Do not wear shoes or hats indoors as your body heat leaves your body through the soles of your feet and the top of your head. Outside wear hats against the sun. And wear flipflops: as your feet sweat the flipflops allow the sweat to evaporate.
*The guayabera is a men’s shirt that is popular in Cuba, Mexico, Central America and Africa. It is also known as a ‘wedding shirt’. It is considered office and loose formal wear, but has become more fashionable for young people to wear to less formal occasions.
2. What to eat/drink
Stay away from large meals, these contain lots of protein and force your body to heat up from the inside. Solution: break up eating to smaller and more frequent meals. Try to bring parts of melon, cucumber and grapes. Cooled in the fridge will add to the cooling sensation when you eat them.
Also eat spicy foods. Ever wondered why people in India and other tropical countries eat their food spicy? Because the spice makes you sweat. And when you do your body cools down.
Obviously drink lots of water and stay away from soda. Soda will dehydrate you more. The same counts for alcohol. Add mint to water you bring along. It creates an extra cooling sensation too.
3. I need to cool down now!
Run some cold water or put ice cubes on your wrist, face and temples. Bring a water filled spray bottle (cooled in the fridge before setting of exploring) and spray yourself when you need it. Fanning doesn’t do much. On the contrary, it requires energy making you feel hotter.
Find a public building or a place to refresh, a café or a museum for instance. Most of the time these buildings are air conditioned and you have time to cool off before setting of once more.
4. Cooling down back ‘home’
Stay downstairs, because heat rises. Block out the sun: close all curtains and blinds. It keeps from heating your home. An alternative is to hang wet sheets in front of an open window. If the wind blows through it creates a cooling effect. Keep the lights of as much as possible. And don’t use washing machines, dryers or dishwashers. These emit heat.

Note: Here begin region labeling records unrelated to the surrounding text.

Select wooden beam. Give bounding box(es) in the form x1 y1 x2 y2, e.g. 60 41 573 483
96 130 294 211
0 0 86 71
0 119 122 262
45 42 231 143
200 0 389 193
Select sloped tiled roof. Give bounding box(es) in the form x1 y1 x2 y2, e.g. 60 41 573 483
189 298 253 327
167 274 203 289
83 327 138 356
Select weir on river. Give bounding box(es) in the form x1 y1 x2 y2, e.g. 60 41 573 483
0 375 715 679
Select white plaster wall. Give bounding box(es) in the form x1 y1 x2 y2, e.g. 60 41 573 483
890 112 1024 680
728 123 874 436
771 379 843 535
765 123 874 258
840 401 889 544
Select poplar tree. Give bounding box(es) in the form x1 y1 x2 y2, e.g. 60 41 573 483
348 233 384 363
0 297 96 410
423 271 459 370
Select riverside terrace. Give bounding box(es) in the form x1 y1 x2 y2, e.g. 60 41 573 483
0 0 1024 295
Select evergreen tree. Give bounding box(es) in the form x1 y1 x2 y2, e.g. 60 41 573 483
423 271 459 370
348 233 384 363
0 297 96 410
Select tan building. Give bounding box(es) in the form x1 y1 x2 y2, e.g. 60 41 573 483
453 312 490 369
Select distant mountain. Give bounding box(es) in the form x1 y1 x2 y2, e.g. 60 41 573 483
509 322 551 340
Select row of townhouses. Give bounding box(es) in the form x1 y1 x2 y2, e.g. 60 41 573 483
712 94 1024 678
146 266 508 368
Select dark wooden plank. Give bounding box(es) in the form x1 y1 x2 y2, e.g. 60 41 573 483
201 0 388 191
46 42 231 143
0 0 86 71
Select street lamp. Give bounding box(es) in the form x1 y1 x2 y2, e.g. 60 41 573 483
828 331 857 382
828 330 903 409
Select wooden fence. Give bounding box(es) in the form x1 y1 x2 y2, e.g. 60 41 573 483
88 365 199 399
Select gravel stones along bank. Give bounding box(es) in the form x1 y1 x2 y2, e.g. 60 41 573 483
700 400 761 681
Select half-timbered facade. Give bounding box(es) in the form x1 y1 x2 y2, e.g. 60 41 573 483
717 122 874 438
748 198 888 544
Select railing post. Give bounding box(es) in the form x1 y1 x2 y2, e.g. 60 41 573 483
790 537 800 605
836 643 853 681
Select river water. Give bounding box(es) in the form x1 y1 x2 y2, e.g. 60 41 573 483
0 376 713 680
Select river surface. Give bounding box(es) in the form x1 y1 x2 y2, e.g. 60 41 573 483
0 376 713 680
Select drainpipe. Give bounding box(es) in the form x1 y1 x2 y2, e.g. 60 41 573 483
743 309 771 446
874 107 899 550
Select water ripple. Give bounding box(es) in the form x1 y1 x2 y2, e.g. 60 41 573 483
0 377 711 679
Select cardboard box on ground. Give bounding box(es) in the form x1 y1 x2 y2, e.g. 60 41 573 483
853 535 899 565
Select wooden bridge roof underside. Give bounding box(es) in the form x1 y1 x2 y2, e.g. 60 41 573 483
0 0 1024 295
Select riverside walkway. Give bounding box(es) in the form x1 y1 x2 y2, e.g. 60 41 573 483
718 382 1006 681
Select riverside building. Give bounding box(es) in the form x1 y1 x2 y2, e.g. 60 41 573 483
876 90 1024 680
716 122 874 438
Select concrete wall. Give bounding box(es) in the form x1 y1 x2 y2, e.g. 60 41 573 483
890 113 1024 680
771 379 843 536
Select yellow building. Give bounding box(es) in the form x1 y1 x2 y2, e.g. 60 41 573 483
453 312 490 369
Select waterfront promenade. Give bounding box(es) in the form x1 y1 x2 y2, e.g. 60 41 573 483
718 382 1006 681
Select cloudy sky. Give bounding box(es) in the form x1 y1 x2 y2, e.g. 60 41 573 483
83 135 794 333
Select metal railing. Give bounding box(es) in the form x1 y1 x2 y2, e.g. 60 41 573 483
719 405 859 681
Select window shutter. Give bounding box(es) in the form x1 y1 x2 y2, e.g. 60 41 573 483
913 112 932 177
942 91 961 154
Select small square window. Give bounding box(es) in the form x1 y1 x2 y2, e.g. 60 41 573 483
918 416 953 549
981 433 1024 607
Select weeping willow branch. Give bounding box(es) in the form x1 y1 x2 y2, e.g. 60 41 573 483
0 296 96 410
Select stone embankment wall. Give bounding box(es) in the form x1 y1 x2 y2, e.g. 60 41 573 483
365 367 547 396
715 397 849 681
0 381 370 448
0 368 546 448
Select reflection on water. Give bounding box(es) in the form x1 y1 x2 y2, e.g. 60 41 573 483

Take a bath. Not a hot foaming one. You need to cool off. Not too cool either, that’s dangerous. Just make sure it feels nice to lie down in. You could refill the bath after a while if the water has heated up from the warmth leaving your body.
Put a bowl of ice in front of a fan. As the ice melts, the surrounding air is cooled and if the fan is placed right, it blows right towards you.
5.Too hot to sleep
You need your sleep. So a few hours before going to bed put a bottle of water, or a sock filled with rice, in the freezer. Get it when going to bed and put it between your sheets. This will keep you cooler.
It might also help to cool your wrists, face and temples (while brushing your teeth), ankles and the back of the knees (with the sock or water bottle) before going to sleep.